Primeiro são os termos. Piscas e pechinchinhos. Tarelos e tafulhos. Gamas e donetes, sueras e alvarozes. Cambetas, banaços, batacús. Derriços e enriços. Belicas e biscoitas. Valhacas e maraus. Pitafes e tricofáites. Custódios, alaricados, laparosos. Naiões, basões e tatões. Às vezes trata-se apenas de um português mais antigo, não tão distinto assim daqueles que encontramos em Trás-Os-Montes ou nas Beiras. Mas também há americanismos, eufemismos, regionalismos em geral – até localismos vindos de uma memória popular mais recente do que imaginamos.

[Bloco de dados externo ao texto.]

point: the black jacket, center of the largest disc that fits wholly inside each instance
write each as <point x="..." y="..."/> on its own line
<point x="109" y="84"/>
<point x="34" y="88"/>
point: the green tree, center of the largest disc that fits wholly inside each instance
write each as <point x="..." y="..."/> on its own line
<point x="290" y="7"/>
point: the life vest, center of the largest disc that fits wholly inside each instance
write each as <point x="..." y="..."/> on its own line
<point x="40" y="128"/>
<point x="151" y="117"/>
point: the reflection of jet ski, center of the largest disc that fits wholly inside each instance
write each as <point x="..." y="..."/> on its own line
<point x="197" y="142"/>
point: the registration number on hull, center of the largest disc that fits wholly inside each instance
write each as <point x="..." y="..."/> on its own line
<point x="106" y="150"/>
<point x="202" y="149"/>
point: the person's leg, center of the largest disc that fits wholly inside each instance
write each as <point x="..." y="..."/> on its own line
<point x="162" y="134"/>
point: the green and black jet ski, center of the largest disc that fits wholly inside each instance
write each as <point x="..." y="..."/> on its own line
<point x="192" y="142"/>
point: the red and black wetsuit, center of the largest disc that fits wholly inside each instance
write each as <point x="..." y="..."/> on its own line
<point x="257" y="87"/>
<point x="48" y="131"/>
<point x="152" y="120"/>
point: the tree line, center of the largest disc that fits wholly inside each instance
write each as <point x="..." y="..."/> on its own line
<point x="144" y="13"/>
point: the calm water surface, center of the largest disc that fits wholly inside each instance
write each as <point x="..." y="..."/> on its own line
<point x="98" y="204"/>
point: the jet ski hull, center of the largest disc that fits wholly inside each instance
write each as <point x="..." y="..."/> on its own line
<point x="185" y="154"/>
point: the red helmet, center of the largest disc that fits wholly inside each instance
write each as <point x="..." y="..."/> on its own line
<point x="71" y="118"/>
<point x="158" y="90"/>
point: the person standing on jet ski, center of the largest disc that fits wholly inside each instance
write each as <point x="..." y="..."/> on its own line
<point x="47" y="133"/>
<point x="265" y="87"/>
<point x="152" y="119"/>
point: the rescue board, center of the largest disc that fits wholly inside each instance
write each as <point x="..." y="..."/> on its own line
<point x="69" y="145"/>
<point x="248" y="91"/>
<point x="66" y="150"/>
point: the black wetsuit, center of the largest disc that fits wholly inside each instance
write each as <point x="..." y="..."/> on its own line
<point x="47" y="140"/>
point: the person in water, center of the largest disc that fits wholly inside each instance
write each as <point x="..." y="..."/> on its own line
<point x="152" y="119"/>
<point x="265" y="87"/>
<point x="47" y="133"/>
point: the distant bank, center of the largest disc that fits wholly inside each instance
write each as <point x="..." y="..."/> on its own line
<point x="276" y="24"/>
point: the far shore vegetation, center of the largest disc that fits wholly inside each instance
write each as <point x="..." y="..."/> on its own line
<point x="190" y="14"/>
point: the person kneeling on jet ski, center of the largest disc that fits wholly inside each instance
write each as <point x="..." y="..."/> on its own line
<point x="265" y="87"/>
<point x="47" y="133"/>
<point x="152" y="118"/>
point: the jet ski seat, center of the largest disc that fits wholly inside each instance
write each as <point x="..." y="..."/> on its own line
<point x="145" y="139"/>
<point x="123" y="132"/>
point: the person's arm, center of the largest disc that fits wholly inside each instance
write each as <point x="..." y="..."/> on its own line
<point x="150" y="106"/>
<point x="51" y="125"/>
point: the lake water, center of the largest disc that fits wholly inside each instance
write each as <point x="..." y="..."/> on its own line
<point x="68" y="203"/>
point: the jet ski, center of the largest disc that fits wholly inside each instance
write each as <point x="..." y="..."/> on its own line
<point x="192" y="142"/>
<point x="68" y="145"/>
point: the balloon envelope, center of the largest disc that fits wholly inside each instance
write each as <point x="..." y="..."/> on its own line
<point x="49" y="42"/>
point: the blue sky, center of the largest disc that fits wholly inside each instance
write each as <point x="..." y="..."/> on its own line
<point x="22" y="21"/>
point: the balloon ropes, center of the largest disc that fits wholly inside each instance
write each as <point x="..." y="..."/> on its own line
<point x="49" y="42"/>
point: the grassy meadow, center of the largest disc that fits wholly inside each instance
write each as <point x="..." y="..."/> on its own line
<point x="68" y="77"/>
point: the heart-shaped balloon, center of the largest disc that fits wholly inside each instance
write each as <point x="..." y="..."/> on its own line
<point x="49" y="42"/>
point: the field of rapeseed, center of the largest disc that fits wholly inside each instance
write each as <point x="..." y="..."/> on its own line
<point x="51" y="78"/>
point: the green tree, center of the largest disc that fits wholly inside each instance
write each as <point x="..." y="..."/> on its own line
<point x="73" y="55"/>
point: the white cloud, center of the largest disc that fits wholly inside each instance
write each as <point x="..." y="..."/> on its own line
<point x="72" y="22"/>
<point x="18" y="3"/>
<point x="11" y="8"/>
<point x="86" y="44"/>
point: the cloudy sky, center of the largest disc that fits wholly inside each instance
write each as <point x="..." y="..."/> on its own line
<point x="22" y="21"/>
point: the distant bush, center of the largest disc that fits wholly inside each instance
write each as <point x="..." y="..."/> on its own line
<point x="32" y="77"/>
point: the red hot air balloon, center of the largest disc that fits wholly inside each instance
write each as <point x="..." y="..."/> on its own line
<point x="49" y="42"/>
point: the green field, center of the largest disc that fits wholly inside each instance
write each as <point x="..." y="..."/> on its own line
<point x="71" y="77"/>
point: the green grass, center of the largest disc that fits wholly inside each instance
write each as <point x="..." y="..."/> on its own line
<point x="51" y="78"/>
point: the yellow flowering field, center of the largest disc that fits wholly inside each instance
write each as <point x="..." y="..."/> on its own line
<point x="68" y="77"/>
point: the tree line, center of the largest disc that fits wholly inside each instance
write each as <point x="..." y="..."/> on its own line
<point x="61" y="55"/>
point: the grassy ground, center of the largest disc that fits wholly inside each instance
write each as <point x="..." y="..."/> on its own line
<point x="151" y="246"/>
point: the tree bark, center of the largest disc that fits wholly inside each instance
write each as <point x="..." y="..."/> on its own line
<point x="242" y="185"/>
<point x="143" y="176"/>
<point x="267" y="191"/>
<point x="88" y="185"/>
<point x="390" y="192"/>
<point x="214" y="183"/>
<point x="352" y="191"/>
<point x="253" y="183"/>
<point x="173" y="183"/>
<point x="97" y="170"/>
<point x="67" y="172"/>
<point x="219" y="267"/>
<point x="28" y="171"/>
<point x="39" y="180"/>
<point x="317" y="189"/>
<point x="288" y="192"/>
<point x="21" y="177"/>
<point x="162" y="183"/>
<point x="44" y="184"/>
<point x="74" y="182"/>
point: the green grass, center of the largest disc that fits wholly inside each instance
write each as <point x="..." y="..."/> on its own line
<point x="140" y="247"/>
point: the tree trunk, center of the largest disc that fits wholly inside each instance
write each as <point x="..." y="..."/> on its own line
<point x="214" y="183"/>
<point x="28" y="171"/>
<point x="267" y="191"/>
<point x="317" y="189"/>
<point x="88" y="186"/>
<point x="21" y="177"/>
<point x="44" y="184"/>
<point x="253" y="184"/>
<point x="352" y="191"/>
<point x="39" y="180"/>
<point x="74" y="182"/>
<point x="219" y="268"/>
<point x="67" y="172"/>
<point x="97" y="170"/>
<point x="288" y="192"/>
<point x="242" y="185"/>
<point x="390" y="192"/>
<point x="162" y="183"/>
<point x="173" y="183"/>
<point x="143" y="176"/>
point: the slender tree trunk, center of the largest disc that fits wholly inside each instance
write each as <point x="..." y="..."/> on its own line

Depois são as expressões. As sinestesias. As metonímias. As metáforas. As hipálages. “Tu és um disparate!” como elogio: és o maior. “Faz-te discretinho!” como ralhete: está sossegado. “Eu digo-lhe vergonhas” como gabarolice: digo-lhe tudo quanto me apetece e ela ainda não me esbofeteou. “Salta p’á carrinha!” como malandrice: anda cá, garota, que eu faço-te desgraças. “Já estás a derramar” como alerta: não bebas mais que só dizes asneiras, vê-se logo que estás “três vezes nove vinte e sete”.
Ou bêbedo.
Uma pessoa vai na urbana e não tarda está a meter conversa com a senhora que torce o nariz a um miúdo ao fundo.
– Credo, aquele rapaz é um cegão...
– O que é "cegão"?
– Está sempre a tecer!
– O que é "tecer"?
– É inticante.
– Ah.
“Urbana” é a carreira urbana: o autocarro que vai das freguesias à cidade. Fora as horas de ponta, leva sobretudo velhotas: algumas aberrocidinhas, outras mais tenteadinhas e outras já encarreiradinhas. Em havendo bagalhoço, o sol brilha.
Quem poderia resistir ao falar desta terra?